Backed by Nexus and Shopify’s CEO, the open-source crawling startup is betting on agent-first infrastructure and fair web data usage
$14.5M Series A to Scale an AI Developer Favorite
Firecrawl just closed a major funding milestone.
The open-source AI crawling startup announced a $14.5 million Series A led by Nexus Venture Partners, with participation from Shopify CEO Tobias Lütke, Y Combinator, and other early supporters.
- The company has already reached profitability with a customer base of 350,000 developers, including major clients like Shopify, Zapier, and Replit.
- Firecrawl’s GitHub traction is massive, boasting nearly 50,000 stars, making it one of the most popular tools in its space.
From Open-Source Tool to AI Infrastructure Layer
Firecrawl started with web crawling — and is evolving fast.
Its core product is a developer-friendly AI web crawler, with a commercial API that now includes search support and will soon support natural language prompts.
- Co-founders Caleb Peffer, Nicolas Silberstein Camara, and Eric Ciarla are positioning Firecrawl as an AI infrastructure layer, especially for agents needing web access.
- Peffer describes the product as a critical piece of the future web: “AI needs to access and understand the web — we’re building the tools to make that reliable and fair.”
Shopify CEO Joins After Becoming a User
Tobias Lütke didn’t just invest—he started as a user.
The Firecrawl team discovered Lütke had signed up through their portal and cold-emailed him.

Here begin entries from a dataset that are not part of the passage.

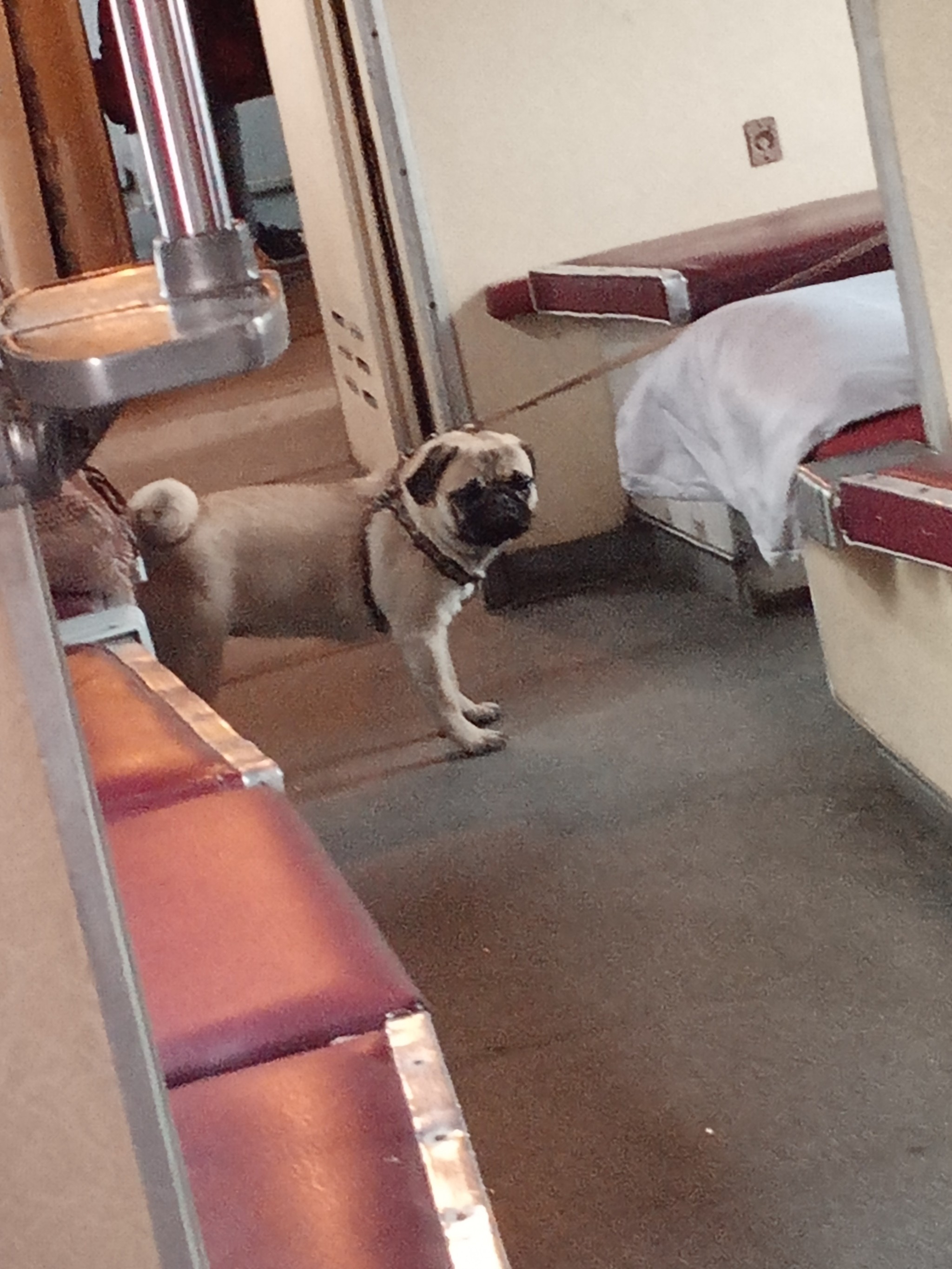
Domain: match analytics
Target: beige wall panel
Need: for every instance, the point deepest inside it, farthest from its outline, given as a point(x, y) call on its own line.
point(886, 632)
point(72, 1196)
point(572, 436)
point(553, 129)
point(327, 185)
point(916, 39)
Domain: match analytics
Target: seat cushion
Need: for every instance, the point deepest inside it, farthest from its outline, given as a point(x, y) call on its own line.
point(141, 753)
point(310, 1163)
point(903, 510)
point(249, 942)
point(883, 430)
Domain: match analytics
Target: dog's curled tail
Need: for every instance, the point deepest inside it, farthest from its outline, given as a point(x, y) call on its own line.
point(164, 513)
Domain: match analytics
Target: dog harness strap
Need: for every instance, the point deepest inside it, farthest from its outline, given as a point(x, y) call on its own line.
point(391, 500)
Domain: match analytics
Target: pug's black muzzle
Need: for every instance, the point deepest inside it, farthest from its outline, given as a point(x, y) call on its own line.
point(488, 516)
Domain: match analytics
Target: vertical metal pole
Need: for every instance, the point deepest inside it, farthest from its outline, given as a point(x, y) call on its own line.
point(172, 112)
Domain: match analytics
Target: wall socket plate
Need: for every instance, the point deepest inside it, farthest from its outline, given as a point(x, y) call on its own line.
point(763, 141)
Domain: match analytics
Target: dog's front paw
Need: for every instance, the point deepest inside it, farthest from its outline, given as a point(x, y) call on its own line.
point(484, 714)
point(474, 741)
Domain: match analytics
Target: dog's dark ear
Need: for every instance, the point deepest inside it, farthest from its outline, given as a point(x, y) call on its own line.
point(424, 482)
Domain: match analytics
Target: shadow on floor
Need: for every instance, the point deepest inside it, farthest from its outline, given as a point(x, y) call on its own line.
point(688, 950)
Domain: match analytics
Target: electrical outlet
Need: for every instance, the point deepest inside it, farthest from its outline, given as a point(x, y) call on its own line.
point(763, 141)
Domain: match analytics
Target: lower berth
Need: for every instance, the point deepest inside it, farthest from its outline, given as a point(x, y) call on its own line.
point(318, 1121)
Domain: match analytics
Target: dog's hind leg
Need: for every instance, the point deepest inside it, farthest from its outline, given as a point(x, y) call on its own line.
point(192, 645)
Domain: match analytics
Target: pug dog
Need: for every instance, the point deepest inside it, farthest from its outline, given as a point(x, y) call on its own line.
point(399, 551)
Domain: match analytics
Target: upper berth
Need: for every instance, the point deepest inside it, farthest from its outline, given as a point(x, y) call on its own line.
point(682, 277)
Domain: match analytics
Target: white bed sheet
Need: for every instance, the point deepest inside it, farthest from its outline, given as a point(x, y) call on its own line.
point(732, 406)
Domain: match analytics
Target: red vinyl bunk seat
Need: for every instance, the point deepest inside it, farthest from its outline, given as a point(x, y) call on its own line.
point(141, 753)
point(249, 942)
point(904, 510)
point(280, 1013)
point(685, 276)
point(884, 430)
point(310, 1163)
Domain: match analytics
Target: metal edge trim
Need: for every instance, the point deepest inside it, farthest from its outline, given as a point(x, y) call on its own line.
point(902, 486)
point(895, 555)
point(449, 1158)
point(707, 547)
point(245, 757)
point(673, 281)
point(99, 909)
point(421, 251)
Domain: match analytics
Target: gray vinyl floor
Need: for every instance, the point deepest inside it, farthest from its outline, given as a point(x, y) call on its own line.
point(687, 946)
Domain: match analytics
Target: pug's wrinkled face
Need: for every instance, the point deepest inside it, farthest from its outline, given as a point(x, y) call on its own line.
point(480, 486)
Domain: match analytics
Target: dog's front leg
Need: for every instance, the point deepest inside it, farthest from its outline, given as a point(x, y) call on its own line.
point(427, 655)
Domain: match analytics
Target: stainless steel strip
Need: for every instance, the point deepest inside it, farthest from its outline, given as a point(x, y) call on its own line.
point(449, 1158)
point(25, 595)
point(256, 767)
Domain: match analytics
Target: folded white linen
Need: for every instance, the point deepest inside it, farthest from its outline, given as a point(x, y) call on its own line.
point(730, 406)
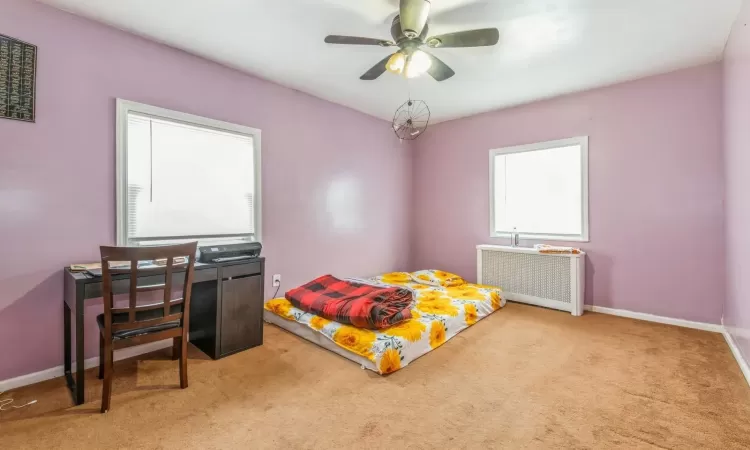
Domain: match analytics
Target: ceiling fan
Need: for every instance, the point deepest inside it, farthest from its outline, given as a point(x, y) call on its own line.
point(409, 31)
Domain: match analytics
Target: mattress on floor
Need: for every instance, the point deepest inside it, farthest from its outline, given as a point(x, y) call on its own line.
point(438, 314)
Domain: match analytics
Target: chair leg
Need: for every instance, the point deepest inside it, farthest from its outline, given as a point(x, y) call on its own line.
point(108, 369)
point(183, 362)
point(101, 356)
point(176, 349)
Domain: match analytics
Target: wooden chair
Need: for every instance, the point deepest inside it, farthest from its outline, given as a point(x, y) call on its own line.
point(141, 324)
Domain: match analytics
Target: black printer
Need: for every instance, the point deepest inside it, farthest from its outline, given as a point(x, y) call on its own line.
point(229, 252)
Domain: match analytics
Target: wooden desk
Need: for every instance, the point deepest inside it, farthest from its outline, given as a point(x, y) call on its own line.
point(226, 310)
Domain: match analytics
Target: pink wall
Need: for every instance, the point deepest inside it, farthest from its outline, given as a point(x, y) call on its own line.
point(57, 175)
point(655, 179)
point(737, 169)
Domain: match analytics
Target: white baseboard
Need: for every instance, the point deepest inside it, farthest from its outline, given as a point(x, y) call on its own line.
point(716, 328)
point(744, 366)
point(54, 372)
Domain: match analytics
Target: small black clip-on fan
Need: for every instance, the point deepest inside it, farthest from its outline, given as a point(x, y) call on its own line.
point(411, 119)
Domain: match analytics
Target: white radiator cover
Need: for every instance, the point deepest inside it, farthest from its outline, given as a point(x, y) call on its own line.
point(527, 276)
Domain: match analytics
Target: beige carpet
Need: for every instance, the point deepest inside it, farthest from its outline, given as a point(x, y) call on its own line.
point(525, 377)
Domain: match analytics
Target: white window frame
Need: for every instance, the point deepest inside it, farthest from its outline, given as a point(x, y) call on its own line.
point(124, 107)
point(583, 142)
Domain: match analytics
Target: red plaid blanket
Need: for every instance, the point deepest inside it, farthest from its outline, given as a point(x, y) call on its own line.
point(356, 304)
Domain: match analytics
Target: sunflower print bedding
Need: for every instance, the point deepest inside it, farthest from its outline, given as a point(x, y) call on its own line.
point(438, 313)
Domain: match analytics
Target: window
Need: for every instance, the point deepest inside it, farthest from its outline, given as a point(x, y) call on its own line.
point(540, 190)
point(184, 177)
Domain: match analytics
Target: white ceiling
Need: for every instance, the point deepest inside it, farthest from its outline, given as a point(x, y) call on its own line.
point(547, 47)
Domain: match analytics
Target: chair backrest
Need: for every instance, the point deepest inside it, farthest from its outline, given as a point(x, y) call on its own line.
point(124, 260)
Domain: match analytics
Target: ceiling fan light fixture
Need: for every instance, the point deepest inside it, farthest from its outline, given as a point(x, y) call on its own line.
point(434, 42)
point(417, 64)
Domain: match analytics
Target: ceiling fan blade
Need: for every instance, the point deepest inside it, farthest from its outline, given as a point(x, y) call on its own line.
point(376, 70)
point(472, 38)
point(413, 16)
point(439, 70)
point(353, 40)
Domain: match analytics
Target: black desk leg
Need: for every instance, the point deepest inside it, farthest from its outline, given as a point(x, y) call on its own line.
point(80, 370)
point(66, 339)
point(76, 385)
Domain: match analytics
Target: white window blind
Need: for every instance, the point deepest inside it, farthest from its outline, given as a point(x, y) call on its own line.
point(187, 181)
point(540, 190)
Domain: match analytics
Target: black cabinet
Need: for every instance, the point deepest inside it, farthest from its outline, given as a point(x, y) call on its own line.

He initially ignored the email, but later responded positively when Shopify explored an enterprise deal.
- That email turned into an investment offer, which Peffer calls “the best kind of validation.”
- The round came together after a serendipitous coffee meeting (and a literal fall out of a chair) with Nexus’ Abhishek Sharma, symbolizing a “founder-investor catch.”
Tackling Ethical Crawling and Monetization for Creators
Firecrawl wants to fix how AI crawls and compensates the web.
Crawlers often have a bad reputation for ignoring robots.txt and scraping without consent, but Firecrawl aims to make the process more transparent and fair.
- The company is developing tools to connect data scrapers with content owners, allowing publishers to get paid when their content is used by AI.
- Peffer sees this as a way to balance innovation and content rights, noting, “We already have one side of the marketplace — now we want to support the other.”
Still Trying to Hire AI Agents — and Now a Human Chief of Staff
Firecrawl made waves with its unconventional hiring strategy.
Earlier this year, it offered a $15,000 salary to hire an AI agent as an employee—possibly a first in the tech world. When that failed, it raised the budget to $1M to hire both agents and their creators.
- Despite an overwhelming response, no agent has been hired yet.
- “Evaluating agents is a full-time job,” Peffer admitted, prompting the company to now look for a human chief of staff to manage the process.
What’s Next: Expansion, AI Interfaces, and Onstage at Disrupt
With funding in hand, Firecrawl is scaling up.
The team will invest in agent infrastructure, AI-human workflows, and more APIs to support natural language and search.
- Peffer will speak at TechCrunch Disrupt this October, offering insights on hiring AI agents, building an open ecosystem, and the future of AI’s interaction with the web.